Am 29.11.18 um 08:39 schrieb Dave Taht:
> "Bless, Roland (TM)" <roland.bl...@kit.edu> writes:
> 
>> Hi Luca,
>>
>> Am 27.11.18 um 11:40 schrieb Luca Muscariello:
>>> OK. We agree.
>>> That's correct, you need *at least* the BDP in flight so that the
>>> bottleneck queue never empties out.
>>
>> No, that's not what I meant, but it's quite simple.
>> You need: data min_inflight=2 * RTTmin * bottleneck_rate to filly
>> utilize the bottleneck link.
>> If this is true, the bottleneck queue will be empty. If your amount
>> of inflight data is larger, the bottleneck queue buffer will store
>> the excess packets. With just min_inflight there will be no
>> bottleneck queue, the packets are "on the wire".
>>
>>> This can be easily proven using fluid models for any congestion
>>> controlled source no matter if it isĀ 
>>> loss-based, delay-based, rate-based, formula-based etc.
>>>
>>> A highly paced source gives you the ability to get as close as
>>> theoretically possible to the BDP+epsilon
>>> as possible.
>>
>> Yep, but that BDP is "on the wire" and epsilon will be in the bottleneck
>> buffer.
> 
> I'm hoping I made my point effectively earlier, that
> 
> " data min_inflight=2 * RTTmin * bottleneck_rate "

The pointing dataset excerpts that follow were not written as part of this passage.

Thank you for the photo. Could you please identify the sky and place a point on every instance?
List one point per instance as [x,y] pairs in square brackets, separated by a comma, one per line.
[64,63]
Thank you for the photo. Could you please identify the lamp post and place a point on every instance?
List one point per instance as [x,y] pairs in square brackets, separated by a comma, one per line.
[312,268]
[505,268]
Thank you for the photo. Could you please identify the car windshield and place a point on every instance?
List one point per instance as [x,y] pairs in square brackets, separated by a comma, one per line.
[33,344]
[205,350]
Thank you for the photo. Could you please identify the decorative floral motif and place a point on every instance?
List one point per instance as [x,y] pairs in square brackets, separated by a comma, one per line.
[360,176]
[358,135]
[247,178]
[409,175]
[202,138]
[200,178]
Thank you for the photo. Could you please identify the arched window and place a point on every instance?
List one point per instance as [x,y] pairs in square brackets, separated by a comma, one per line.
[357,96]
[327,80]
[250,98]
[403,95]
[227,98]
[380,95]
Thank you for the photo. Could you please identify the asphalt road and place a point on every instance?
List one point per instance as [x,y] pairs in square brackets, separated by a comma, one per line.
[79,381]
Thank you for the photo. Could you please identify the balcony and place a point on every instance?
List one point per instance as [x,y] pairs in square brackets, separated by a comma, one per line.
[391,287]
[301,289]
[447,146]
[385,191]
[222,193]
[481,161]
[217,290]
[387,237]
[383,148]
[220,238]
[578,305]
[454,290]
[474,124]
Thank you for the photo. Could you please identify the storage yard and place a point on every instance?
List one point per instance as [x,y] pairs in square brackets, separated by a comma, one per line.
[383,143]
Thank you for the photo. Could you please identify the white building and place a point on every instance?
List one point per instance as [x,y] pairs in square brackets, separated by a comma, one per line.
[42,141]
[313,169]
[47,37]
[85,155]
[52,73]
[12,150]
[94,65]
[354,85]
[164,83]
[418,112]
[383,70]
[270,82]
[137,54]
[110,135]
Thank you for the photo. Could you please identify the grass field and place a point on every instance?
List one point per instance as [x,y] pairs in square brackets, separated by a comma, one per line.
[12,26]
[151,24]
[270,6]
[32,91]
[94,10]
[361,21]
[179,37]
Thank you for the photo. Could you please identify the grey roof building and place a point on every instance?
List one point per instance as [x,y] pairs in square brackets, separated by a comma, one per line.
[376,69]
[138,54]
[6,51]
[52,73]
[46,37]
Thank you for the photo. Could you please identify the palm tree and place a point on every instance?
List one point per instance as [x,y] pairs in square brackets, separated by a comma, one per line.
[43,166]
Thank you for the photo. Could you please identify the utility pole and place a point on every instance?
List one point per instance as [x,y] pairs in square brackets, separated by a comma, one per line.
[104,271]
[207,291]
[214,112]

That factor of 2 was a mistake in my first mail (sorry for that...).
I corrected that three minutes after. I should have written:
data min_inflight=RTTmin * bottleneck_rate

> when it is nearly certain that more than one flow exists, means aiming
> for the BDP in a single flow is generally foolish. Liked the stanford

I think one should not confuse the buffer sizing rule with the
calcluation for inflight data...

> result, I think it's pretty general. I see hundreds of flows active
> every minute. There was another paper that looked into some magic
> 200-ish number as simultaneous flows active, normally

So for buffer sizing, the BDP dependent rule is foolish in general,
because it is optimized for older loss-based TCP congestion controls
so that they can keep the utilization high. It's correct that in
presence of multiple flows and good loss desynchronization, you
still get high utilization with a smaller buffer (Appenzeller et. al,
SIGCOMM 2004).

However, when it comes to CWnd sizing, that inflight rule would convert
to:
data min_inflight=RTTmin * bottleneck_rate_share
because other flows are present at the bottleneck.

Interestingly enough: flows with a different RTT_min should
use different CWnds, but their amount of queued data at the bottleneck
should be nearly equal if you want to have flow rate fairness.